Chiudere le frontiere costerebbe 140 miliardi l’anno

03/03/2016 di Redazione
Chiudere le frontiere costerebbe 140 miliardi l’anno

Dimitris Avramopoulos, commissario Ue per la migrazione, gli affari interni e la cittadinanza, in un documento pubblicato sul sito della Commissione che racconta i vantaggi derivanti dall'apertura delle frontiere in 26 Paesi europei, di cui 22 membri della Ue: benefici economici che dimostrano quanto tangibile ed efficare sia la creazione dello spazio Schengen e l'importanza di preservarlo. Non è certo un caso se il pamphlet è stato diffuso mentre il trattato sulla libera circolazione traballa sotto gli urti del terrorismo e della crisi dei rifugiati.
Quantificare gli effetti negativi in caso di sospensione o abbandono di Schengen è difficile. Il Fondo monetario internazionale, al momento della creazione dello spazio Schengen, aveva previsto un incremento del Pil dell'area compreso tra 1 e 3 punti percentuali, che ai valori attuali equivarrebbero a 30-90 miliardi di euro, grazie al maggior interscambio dovuto alla libera circolazione. La  Fondazione Bertelsmann ha azzardato invece delle previsioni, paventando il rischio di perdite fino a oltre 140 miliardi nei prossimi dieci anni. Secondo un altro studio, prodotto dall'istituto di ricerca tedesco Prognos, l'impatto sull'Italia sarebbe compreso tra circa 50 e 150 miliardi di euro, mentre Germania e Francia, da qui al 2025, potrebbero veder sfumare rispettivamente 235 e 244 miliardi di euro.  
Alcune stime riportate dell'Ispi, l'Italia potrebbe perdere dai 5 ai 18 miliardi, considerando che i territori dell'Unione Europea rappresenta il 55% delle esportazioni. Sono valori di poco inferiori, ma comparabili, a quelli della Germania (58%), della Francia (60%) e della Spagna (62%).
I controlli alle frontiere porterebbero a rallentamenti degli interscambi che oggi coinvolgono 1,7 milioni di lavoratori transfrontalieri e determinano 57 milioni di movimenti di trasporto stradale transfrontaliero all'anno. Il presidente della Commissione Europa Jean Claude Juncker ha dichiarato che un'ora di ritardo equivale a un costo stimabile in 55 euro per veicolo. Complessivamente la Commissione europea stima un impatto compreso tra i 5 e i 18 miliardi di euro solo di costi diretti.
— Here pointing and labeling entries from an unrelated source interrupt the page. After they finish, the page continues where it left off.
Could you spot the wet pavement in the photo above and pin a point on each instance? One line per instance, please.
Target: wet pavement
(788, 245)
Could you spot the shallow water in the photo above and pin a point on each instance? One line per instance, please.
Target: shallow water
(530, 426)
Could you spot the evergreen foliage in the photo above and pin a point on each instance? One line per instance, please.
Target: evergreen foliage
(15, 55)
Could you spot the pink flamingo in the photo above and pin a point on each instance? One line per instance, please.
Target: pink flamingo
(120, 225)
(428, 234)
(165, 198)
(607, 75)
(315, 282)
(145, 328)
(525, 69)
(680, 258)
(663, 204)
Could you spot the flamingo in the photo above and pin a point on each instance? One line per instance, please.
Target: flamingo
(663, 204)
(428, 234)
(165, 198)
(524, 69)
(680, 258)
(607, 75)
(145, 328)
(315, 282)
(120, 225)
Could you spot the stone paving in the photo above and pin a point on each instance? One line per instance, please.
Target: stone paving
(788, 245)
Senza considerare i flussi finanziari e l'impatto sul turismo. Così come appare impossibile stimare le ricadute sui sistemi di sicurezza e di controllo unificato che sono stati introdotti sul traino di Schengen. Anche la sicurezza ha potuto godere della gestione condivisa delle frontiere e dell'introduzione di strumenti più efficaci di condivisione delle informazioni. Si pensi al sistema SIS II (il sistema di informazione Schengen di seconda generazione, nel 2013), che consente di effettuare e consultare segnalazioni relative a persone scomparse, a persone o oggetti connessi a reati e a cittadini di paesi terzi non autorizzati ad accedere allo spazio Schengen o a soggiornarvi, al sistema di informazioni visti Vis, che connette i consolati degli Stati Schengen nei Paesi che non fanno parte dell'Ue, le autorità nazionali e tutti i punti di attraversamento delle frontiere esterne degli Stati Schengen, nonché consente alle autorità competenti di condividere informazioni sulle domande di visto. Entrambi i sistemi si aggiungono ai più datati ma sempre attivi Eurodac e DubliNet: i costi di tali sistemi, che presumibilmente non verranno accantonati ma rafforzati, rappresentano solo una minima parte della spesa delle istituzioni europee per la sicurezza.
La nuova guardia costiera Ue potrebbe costare 280 miliardi l'anno, mentre il programma Frontex, il cui scopo è il coordinamento del pattugliamento delle frontiere esterne degli Stati della Ue e l'implementazione di accordi con i Paesi confinanti con l'Unione europea per la riammissione dei migranti extracomunitari respinti lungo le frontiere, ha già visto crescere con percentuali in doppia cifra il suo budget negli anni, arrivando nel 2016 a 254 milioni di euro. Nonostante ciò si appresta a essere sostituito dalla European border and coast guard agency, che secondo le stime costerà 280 milioni di euro all'anno, impiegando mille persone rispetto alle 400 di Frontex.